Evan Gershkovich’s wrongful detention in Russia is extended yet again

August 24, 2023

A Moscow court ruled Thursday that U.S. journalist Evan Gershkovich must stay behind bars in Russia until the end of November. 

Gershkovich was arrested in March. Russia’s FSB security services claimed that Gershkovich, who reports for the Wall Street Journal, “was collecting classified information about the activities of one of the enterprises of the Russian military industrial complex.”

Despite the Russian Foreign Ministry and the FSB acknowledging that Gershkovich is an accredited journalist in Russia, the 31-year-old American has been charged with espionage, which carries a potential prison sentence in Russia of up to 20 years. 

Both Gershkovich and the Wall Street Journal deny the allegations against him.

In April the U.S. State Department designated 31-year-old Gershkovich as “wrongfully detained” which shifts supervision of that person’s case to a specialized State Department section, called the Office of the Special Presidential Envoy for Hostage Affairs. That department is focused on negotiating for the release of captives.

On Thursday, Russian state news agency TASS reported that Gershkovich arrived at the Moscow court in a white prison van and was led out in handcuffs but wearing jeans and sneakers. He appeared in court to hear the result of the prosecution’s motion to extend his arrest from his previous detention, which was until August 30.

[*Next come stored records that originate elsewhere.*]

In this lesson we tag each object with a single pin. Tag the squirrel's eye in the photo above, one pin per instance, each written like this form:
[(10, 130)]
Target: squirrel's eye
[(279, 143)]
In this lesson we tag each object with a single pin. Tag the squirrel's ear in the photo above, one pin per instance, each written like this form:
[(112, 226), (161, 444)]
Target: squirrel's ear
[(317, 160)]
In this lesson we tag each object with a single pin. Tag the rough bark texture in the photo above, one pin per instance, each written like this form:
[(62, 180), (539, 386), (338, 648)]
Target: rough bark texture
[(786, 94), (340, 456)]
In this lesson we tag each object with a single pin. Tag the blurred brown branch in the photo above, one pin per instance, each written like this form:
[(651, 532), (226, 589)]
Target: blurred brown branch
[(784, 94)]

Journalists outside the court were not allowed to witness the proceedings, with Tass asserting that details of Gershkovich’s criminal case are classified.

Earlier this month, U.S. Ambassador to Russia Lynne Tracy visited with Gershkovich for a third time since his arrest and reported that he appeared to be in good health, despite being held at Moscow’s Lefortovo detention center, which is notorious for its harsh conditions. 

Gershkovich is the first American reporter to face espionage charges in Russia since the Cold War. In September 1986, Nicholas Daniloff who reported from Moscow for U.S. News and World Report, was arrested by the KGB, the Soviet Union’s precursor to the FSB.